Living in our home sometimes feels like being on an extended stay at a spiritual retreat house. It’s a little bit ridiculous, and wonderful, all at the same time.
There are always candles burning, acoustic instrumental guitars playing softly in the background (often times it’s Jonah playing his own guitar for us, which is my most favorite thing to listen to), people sipping tea and reading peacefully while sitting in front of the sun that pours in our back windows, and…maybe the most wonderful thing about being under our roof and surrounded by these people…endless, ongoing conversations about everything: religion vs. spirituality, who your “true self” is, whether luck is a thing, how you should never answer with the phrase “sure” when someone offers to you something, turning “have to’s” into “get to’s”, the circle of control, loneliness and human connection, detachment and it’s relationship with desire, Wim Hof breathing and how our bodies individually react to it, our ego and what it’s rooted in, etc.
Now, we have chaos and kids fighting and dinner time Festivus and ridiculous conversations about teenage “boy things” and female period accidents and sex and pooping your pants and gross things growing on our private parts, as well. I am fully aware of how far away we are from a picture perfect family that has it all together. Rather, we are about as dysfunctional and imperfect a family as I can imagine…but, most of the time it works for our family dynamic.
I think the thing that I’m loving the most right now is how “safe” we all feel with one another.
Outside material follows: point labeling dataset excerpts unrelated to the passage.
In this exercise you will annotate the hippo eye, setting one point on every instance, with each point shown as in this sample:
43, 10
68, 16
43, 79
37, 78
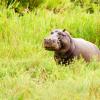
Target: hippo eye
51, 32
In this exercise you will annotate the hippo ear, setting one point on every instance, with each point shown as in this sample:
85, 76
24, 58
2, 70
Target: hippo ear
64, 30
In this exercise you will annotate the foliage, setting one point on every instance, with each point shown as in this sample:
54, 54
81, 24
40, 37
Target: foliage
28, 71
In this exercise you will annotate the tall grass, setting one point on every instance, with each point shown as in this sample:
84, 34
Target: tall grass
29, 72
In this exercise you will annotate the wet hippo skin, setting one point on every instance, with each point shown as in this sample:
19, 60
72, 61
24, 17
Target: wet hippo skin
66, 48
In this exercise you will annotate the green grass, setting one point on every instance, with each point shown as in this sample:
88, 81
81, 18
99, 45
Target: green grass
29, 72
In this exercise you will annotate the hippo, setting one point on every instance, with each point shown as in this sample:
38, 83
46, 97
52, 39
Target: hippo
66, 48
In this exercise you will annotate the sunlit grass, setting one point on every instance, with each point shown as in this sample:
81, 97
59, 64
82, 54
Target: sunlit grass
28, 71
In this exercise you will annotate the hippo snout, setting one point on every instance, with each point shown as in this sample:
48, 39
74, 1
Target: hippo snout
51, 44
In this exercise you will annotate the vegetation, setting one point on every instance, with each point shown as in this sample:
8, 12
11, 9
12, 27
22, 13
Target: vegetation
27, 71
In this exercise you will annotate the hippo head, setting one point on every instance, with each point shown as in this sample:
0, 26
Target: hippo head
59, 40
If you asked the people who live here if they feel comfortable being their own true self, feel like they can have tough conversations with each other without feelings getting hurt or people holding grudges, or if this is the group of people they yearn to be around when the rest of the world feels like it’s falling apart…I think every one of these people would agree that we are all each other’s safe place. We form our own little comfort zone that, in turn, allows us the freedom and courage to explore the corners of our experiences that we would otherwise be too nervous to even contemplate.
Please don’t think I’m trying to wave some big Bergeron flag. I am just having this string of days when I’m feeling an overwhelming sense of joy, and love, and peace. I don’t think I have ever been more grateful to be able to share this life with these people who make me so excited to see and hear what the next year, or month, or day, or HOUR will bring.
This is just a declaration of a mother’s heart overflowing with love.